那么问题来了,正确保存utf-8数据最简单、最充分的证明方法是什么。
这是我当前将其转换为 utf-8 的代码,只是想知道转换时是否会产生问题?
function cp1252_to_utf8($str)
{
$cp1252_map = array(
"\xc2\x80" => "\xe2\x82\xac", /* EURO SIGN */
"\xc2\x82" => "\xe2\x80\x9a", /* SINGLE LOW-9 QUOTATION MARK */
"\xc2\x83" => "\xc6\x92", /* LATIN SMALL LETTER F WITH HOOK */
"\xc2\x84" => "\xe2\x80\x9e", /* DOUBLE LOW-9 QUOTATION MARK */
"\xc2\x85" => "\xe2\x80\xa6", /* HORIZONTAL ELLIPSIS */
"\xc2\x86" => "\xe2\x80\xa0", /* DAGGER */
"\xc2\x87" => "\xe2\x80\xa1", /* DOUBLE DAGGER */
"\xc2\x88" => "\xcb\x86", /* MODIFIER LETTER CIRCUMFLEX ACCENT */
"\xc2\x89" => "\xe2\x80\xb0", /* PER MILLE SIGN */
"\xc2\x8a" => "\xc5\xa0", /* LATIN CAPITAL LETTER S WITH CARON */
"\xc2\x8b" => "\xe2\x80\xb9", /* SINGLE LEFT-POINTING ANGLE QUOTATION */
"\xc2\x8c" => "\xc5\x92", /* LATIN CAPITAL LIGATURE OE */
"\xc2\x8e" => "\xc5\xbd", /* LATIN CAPITAL LETTER Z WITH CARON */
"\xc2\x91" => "\xe2\x80\x98", /* LEFT SINGLE QUOTATION MARK */
"\xc2\x92" => "\xe2\x80\x99", /* RIGHT SINGLE QUOTATION MARK */
"\xc2\x93" => "\xe2\x80\x9c", /* LEFT DOUBLE QUOTATION MARK */
"\xc2\x94" => "\xe2\x80\x9d", /* RIGHT DOUBLE QUOTATION MARK */
"\xc2\x95" => "\xe2\x80\xa2", /* BULLET */
"\xc2\x96" => "\xe2\x80\x93", /* EN DASH */
"\xc2\x97" => "\xe2\x80\x94", /* EM DASH */
"\xc2\x98" => "\xcb\x9c", /* SMALL TILDE */
"\xc2\x99" => "\xe2\x84\xa2", /* TRADE MARK SIGN */
"\xc2\x9a" => "\xc5\xa1", /* LATIN SMALL LETTER S WITH CARON */
"\xc2\x9b" => "\xe2\x80\xba", /* SINGLE RIGHT-POINTING ANGLE QUOTATION*/
"\xc2\x9c" => "\xc5\x93", /* LATIN SMALL LIGATURE OE */
"\xc2\x9e" => "\xc5\xbe", /* LATIN SMALL LETTER Z WITH CARON */
"\xc2\x9f" => "\xc5\xb8" /* LATIN CAPITAL LETTER Y WITH DIAERESIS*/
);
return strtr(utf8_encode($str), $cp1252_map);
}
$sql='SET NAMES "utf8" COLLATE "utf8_swedish_ci"';
mysql_query($sql);
$arr_book["booktitle"] = cp1252_to_utf8( iconv("UTF-8", "ISO-8859-1//TRANSLIT", $arr_book["
booktitle"]));
I have an xml file with mixed encoding (file is to be said in iso-8859-1 encoding though) but contain characters from windows 1252 also (trademark symbol, endash etc)
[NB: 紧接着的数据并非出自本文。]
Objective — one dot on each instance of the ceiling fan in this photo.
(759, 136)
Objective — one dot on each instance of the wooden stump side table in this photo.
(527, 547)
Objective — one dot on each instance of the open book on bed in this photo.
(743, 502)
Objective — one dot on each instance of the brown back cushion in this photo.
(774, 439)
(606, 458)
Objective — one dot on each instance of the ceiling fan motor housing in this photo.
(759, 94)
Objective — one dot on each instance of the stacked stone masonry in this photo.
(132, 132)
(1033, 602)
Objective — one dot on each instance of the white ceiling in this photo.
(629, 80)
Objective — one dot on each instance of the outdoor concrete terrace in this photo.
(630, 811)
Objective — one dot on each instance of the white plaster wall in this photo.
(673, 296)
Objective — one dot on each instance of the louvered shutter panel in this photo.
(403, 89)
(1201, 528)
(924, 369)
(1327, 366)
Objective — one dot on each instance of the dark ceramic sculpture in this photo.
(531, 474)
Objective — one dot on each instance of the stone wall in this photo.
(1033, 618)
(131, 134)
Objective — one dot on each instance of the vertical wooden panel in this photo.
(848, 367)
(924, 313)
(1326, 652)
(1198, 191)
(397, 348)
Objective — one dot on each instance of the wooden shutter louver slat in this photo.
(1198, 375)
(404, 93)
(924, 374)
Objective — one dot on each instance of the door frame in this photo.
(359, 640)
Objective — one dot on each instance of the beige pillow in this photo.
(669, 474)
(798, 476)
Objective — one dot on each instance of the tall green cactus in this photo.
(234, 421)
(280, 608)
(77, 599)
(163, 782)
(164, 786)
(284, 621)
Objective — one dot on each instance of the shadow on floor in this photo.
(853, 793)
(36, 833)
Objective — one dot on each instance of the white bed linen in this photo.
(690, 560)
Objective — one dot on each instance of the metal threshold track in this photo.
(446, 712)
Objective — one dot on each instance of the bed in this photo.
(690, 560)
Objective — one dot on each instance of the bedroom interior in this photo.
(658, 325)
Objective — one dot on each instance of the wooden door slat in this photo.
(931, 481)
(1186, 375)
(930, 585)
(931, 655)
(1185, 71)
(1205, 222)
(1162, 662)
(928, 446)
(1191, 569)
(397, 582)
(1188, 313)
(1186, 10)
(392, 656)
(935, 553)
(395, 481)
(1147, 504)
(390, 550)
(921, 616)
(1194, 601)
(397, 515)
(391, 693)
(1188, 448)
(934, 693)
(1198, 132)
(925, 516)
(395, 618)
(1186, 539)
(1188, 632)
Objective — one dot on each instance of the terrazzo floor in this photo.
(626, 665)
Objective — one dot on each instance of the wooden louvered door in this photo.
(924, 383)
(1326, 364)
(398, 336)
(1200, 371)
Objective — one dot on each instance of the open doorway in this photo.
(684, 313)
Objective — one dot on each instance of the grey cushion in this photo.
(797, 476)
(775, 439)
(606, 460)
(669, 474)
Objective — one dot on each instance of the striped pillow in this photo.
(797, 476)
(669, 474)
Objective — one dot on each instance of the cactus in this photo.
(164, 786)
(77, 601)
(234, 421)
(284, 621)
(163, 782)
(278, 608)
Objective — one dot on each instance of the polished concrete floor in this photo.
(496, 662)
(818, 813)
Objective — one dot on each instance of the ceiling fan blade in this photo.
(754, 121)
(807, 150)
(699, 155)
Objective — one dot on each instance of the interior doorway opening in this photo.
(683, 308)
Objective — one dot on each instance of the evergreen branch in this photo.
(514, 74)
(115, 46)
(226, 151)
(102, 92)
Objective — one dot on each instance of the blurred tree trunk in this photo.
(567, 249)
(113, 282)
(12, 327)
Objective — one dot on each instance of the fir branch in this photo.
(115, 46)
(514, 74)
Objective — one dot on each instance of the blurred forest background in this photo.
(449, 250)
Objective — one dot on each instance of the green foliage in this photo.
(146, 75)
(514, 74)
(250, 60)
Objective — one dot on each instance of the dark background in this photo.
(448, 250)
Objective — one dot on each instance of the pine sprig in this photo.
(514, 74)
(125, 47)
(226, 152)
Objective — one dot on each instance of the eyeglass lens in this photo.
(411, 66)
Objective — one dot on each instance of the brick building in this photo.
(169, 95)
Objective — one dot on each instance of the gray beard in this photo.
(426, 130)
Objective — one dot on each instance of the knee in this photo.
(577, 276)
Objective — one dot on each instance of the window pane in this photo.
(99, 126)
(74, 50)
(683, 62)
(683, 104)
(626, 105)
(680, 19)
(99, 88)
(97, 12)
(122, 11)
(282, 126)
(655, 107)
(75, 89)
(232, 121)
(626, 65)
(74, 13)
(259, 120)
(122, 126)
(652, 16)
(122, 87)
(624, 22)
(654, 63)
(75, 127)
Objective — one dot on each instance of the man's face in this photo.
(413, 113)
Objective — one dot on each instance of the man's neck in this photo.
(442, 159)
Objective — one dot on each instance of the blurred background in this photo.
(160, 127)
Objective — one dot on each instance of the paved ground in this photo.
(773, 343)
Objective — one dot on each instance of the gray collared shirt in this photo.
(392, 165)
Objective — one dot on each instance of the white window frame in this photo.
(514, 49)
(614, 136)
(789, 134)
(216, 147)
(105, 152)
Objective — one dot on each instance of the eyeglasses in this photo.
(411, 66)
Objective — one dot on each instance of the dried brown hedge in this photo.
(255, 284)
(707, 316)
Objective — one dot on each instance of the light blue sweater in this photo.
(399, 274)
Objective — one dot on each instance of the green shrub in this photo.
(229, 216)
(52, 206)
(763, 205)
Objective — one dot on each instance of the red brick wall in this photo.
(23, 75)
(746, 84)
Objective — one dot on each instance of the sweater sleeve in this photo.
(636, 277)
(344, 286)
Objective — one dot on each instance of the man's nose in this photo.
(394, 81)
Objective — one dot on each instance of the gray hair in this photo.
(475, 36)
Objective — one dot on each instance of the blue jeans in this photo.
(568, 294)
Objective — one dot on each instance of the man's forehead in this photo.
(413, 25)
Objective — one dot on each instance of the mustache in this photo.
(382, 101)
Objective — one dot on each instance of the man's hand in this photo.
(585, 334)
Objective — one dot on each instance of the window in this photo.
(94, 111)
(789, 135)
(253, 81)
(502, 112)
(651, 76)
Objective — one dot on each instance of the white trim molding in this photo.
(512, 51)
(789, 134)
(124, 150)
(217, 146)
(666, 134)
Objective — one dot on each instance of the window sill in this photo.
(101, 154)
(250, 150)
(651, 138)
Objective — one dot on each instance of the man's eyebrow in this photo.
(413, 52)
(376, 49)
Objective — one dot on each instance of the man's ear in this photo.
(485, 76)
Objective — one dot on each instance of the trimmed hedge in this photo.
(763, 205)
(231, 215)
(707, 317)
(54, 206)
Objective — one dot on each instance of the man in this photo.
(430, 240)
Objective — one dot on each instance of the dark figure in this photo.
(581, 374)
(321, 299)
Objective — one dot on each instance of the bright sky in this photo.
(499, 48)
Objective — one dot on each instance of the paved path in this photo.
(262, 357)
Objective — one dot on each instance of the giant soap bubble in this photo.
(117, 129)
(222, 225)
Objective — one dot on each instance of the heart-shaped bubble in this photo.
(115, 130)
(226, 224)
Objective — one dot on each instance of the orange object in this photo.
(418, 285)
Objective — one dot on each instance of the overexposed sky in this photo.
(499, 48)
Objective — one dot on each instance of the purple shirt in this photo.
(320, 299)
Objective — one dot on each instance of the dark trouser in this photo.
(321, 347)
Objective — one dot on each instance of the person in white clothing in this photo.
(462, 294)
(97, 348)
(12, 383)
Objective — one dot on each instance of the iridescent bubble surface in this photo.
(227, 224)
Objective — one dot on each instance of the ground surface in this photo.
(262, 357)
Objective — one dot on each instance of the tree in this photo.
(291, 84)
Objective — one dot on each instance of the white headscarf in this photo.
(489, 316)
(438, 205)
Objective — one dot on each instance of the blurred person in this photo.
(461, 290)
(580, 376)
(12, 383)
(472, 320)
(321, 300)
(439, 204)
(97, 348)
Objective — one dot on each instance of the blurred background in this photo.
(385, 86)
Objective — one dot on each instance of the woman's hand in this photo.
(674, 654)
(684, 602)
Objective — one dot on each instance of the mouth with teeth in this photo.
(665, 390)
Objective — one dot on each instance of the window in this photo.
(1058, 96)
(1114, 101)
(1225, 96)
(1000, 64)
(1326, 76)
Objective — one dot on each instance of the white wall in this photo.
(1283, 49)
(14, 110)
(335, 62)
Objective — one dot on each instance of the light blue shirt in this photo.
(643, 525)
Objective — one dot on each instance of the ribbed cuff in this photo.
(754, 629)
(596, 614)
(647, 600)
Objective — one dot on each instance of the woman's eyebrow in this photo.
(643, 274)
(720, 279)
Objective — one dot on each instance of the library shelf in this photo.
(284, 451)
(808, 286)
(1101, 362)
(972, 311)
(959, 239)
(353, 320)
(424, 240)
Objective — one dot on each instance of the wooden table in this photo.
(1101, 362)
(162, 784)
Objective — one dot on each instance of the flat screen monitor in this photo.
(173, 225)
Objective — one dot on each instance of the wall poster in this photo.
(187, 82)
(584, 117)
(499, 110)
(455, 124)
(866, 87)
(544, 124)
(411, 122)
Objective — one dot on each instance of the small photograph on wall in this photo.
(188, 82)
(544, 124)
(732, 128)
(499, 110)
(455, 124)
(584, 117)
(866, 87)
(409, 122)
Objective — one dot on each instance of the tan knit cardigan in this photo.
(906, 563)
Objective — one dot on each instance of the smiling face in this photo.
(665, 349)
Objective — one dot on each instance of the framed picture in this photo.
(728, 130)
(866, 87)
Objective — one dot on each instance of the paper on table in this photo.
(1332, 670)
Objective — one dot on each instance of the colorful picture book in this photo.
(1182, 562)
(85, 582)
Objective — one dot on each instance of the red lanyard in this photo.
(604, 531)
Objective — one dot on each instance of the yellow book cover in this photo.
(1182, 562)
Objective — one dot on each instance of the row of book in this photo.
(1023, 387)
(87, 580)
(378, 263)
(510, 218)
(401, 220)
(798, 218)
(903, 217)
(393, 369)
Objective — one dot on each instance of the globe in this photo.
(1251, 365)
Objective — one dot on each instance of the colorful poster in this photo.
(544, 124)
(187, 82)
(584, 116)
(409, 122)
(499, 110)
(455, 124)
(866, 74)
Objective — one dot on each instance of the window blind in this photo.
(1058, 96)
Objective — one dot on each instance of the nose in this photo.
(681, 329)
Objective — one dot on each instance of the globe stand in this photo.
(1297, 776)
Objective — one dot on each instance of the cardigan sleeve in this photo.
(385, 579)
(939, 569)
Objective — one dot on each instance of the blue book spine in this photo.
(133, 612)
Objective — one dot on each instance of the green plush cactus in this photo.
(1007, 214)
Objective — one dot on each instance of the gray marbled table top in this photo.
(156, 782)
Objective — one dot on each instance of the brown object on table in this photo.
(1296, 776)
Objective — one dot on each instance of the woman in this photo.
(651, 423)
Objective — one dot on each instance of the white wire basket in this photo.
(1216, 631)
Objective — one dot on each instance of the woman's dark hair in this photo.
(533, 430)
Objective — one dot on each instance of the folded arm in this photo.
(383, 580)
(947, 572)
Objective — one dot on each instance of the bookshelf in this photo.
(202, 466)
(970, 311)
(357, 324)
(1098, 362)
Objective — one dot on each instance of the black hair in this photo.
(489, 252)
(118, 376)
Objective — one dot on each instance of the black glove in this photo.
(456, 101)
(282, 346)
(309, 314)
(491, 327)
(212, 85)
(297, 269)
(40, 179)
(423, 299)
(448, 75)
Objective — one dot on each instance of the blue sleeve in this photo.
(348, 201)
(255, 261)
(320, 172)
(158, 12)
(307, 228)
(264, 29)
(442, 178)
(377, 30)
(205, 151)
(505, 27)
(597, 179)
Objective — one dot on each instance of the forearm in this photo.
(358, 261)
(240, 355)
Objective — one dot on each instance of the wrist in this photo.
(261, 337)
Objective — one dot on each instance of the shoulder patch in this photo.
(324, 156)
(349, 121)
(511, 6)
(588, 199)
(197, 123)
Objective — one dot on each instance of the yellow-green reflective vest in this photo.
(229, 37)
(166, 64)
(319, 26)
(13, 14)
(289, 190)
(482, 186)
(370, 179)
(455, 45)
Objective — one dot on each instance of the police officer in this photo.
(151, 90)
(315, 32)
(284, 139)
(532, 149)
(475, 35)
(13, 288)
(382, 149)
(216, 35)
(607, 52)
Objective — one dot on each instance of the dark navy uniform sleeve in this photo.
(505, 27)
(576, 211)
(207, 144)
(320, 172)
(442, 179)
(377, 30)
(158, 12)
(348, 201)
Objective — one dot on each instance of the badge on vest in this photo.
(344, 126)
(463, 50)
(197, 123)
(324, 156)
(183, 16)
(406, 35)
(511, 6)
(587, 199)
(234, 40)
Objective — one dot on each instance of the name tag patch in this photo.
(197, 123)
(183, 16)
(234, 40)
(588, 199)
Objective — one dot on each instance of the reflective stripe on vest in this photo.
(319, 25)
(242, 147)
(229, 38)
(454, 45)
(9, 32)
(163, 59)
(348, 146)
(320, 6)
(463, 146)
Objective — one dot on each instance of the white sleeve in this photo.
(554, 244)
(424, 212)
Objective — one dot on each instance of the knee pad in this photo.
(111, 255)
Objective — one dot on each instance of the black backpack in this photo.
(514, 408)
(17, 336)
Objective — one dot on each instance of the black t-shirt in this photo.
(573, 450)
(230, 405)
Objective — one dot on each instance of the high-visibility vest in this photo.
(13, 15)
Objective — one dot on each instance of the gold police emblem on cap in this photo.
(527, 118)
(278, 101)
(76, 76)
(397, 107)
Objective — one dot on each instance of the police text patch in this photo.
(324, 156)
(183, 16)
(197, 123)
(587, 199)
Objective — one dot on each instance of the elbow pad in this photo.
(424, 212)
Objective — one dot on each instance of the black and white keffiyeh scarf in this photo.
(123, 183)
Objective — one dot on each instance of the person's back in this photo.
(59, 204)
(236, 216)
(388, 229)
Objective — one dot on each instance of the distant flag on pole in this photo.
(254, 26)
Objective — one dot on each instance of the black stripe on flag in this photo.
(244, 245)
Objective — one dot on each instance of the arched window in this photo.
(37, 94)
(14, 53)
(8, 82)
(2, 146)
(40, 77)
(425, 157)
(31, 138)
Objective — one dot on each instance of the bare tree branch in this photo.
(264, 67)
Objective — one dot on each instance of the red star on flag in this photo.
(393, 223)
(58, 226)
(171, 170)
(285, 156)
Im using PHP and xmlreader to parse xml file to save in database. MySQL 5.0 server is saving the mixed encoded characters as box character but MySQL 5.1 gives error.
so the question is, what is the easiest and full proof method to correctly save the utf-8 data.
This is my current code to convert it to utf-8, just wanted to know, if it may create problem while converting?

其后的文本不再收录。